A hot potato: After having scraped the whole web to build their generative models, AI companies are now working on a new training paradigm based on computer-made data. Digital synthesis is better than human-made content for AI evolution, it seems. And it should pose no issues with copyright and privacy infringement.

An AI feedback loop is threatening to destroy the future of generative AI algorithms, so big tech corporations are scrambling to find a solution that could provide LLM models with the right data to grow and evolve. The future of AI training is seemingly linked to "synthetic data," which is a less onanistic way to say that algorithms should talk to each other if they want to keep a sane (digital) mind.

According to a recent report by the Financial Times, Microsoft, OpenAI, and LLM startup Cohere are some of the companies which are already testing the use of the aforementioned synthetic data. Compared to "natural" information provided by meager humans, synthetic data is generated by a computer algorithm while human supervisors provide feedback and fill the gaps. A process which is known as reinforcement learning by human feedback (RLHF).

With generative AI algorithms becoming increasingly sophisticated, even the richest AI-based companies (Microsoft, Google, etc.) have no easy way to get new "quality" content to keep training their large-language models (LLM). According to Cohere CEO Aidan Gomez, the web is "so noisy and messy" that it cannot possibly provide the data AI companies need.

Gomez said that to increase the performance of today's LLMs in tackling science, healthcare or business challenges, training efforts will require "unique and sophisticated datasets" created by world-level experts. However, this kind of human-created data is "extremely" expensive, so AI companies are employing AI algorithms to… train AI algorithms.

Basic AI models are already being developed with the sole purpose of outputting text, code or other "complex" information related to healthcare or financial frauds. This "synthetic" information can be in turn used to train a new generation of advanced LLMs to provide customers with even more "intelligence" and text-generation proficiency.

Gomez said that Cohere is working on an AI model for advanced mathematics, with two distinct models talking to each other and acting as the math tutor or the student. The two models have a "conversation about trigonometry," Gomez said, and it's all synthetic. Humans can later check if the model said something wrong or completely made up.

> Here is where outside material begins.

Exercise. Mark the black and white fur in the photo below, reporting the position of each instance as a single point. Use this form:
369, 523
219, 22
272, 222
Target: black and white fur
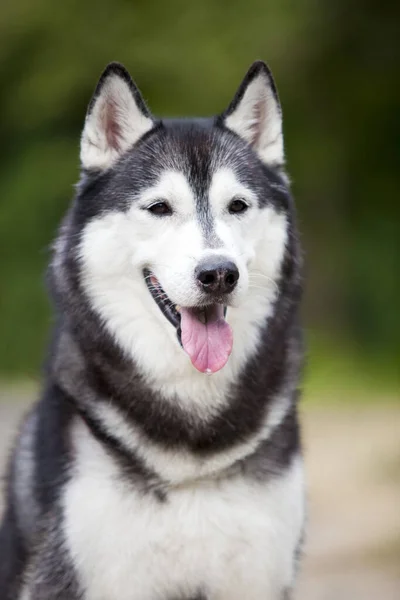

AI models talking to each other also provide a potential solution to the increasingly disturbing privacy and copyright issues faced by LLM corporations like OpenAI. Well-crafted synthetic datasets could remove biases and imbalances in existing data, Ali Golshan stated, even though the CEO of AI startup Gretel concedes that purely-synthetic training could impede progress as well. The web is already being littered with AI-generated information, which in turn will lead to chatbot degradation and "regurgitated knowledge" over time as predicted in the AI feedback-loop process.